Tel Janus, le personnage de la mythologie, Noam Chomsky (né en 1928) a deux visages. C'est d'abord le linguiste de renom, père de la grammaire générative qui a eu une influence décisive sur la linguistique contemporaine. Rappelons que sa théorie suppose l'existence d'une grammaire universelle, qui serait commune à toutes les langues du monde. Formulé pour la première fois au milieu des années 50, son programme de recherche en est à la cinquième version. Après avoir inspiré des milliers de recherches de part le monde, le programme piétine quelque peu, faute d'avoir à ce jour découvert les règles universelles de la langue. Parallèlement, N. Chomsky est aussi un agitateur, critique impitoyable du capitalisme américain. Sous cette casquette d'intellectuel critique, il mène une activité débordante : livres, articles, conférences se succèdent.
Les intérêts de quelques maîtres du monde
L'abondance de sa production n'a d'égale que la radicalité de ses propos. Ces dernier mois sont parus en français sous sa plume plusieurs livres aux titres évocateurs : Le Pouvoir mis à nu (éd. Ecosociété, 2002), Deux heures de lucidité (éd. des Arènes, 2001), La Loi du plus fort (avec Ramsay Clark et Edward W. Said, Le Serpent à plumes, 2002), 11 septembre. Autopsie des terrorismes (Le Serpent à plumes, 2001).
Pour N. Chomsky, les choses sont claires : le monde moderne est gouverné par quelques grands groupes capitalistes auxquels l'Etat est asservi. Leur seul but est de satisfaire les intérêts de quelques maîtres du monde. Les médias sont totalement subordonnés à ce système capitaliste et les intellectuels en sont les complices plus ou moins conscients.

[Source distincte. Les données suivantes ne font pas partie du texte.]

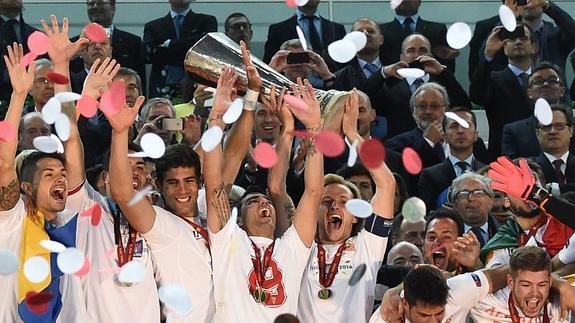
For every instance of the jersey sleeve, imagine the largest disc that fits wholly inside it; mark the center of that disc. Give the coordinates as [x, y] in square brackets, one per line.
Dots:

Ces déclarations radicales seraient de peu de poids si elles ne s'accompagnaient de dossiers assez bien ficelés sur les dessous de la politique étrangère américaine, sur le fonctionnement des médias, sur le mécanisme des élections, qui, à défaut de confirmer ses thèses, ont le mérite de heurter de plein fouet le conformisme intellectuel.
Quels liens entre ses engagements politiques et sa théorie linguistique ? Apparemment aucun ; si ce n'est que N. Chomsky pense que le langage et la société moderne sont gouvernés par quelques lois simples ; et qu'il serait le seul à les avoir mises à nu.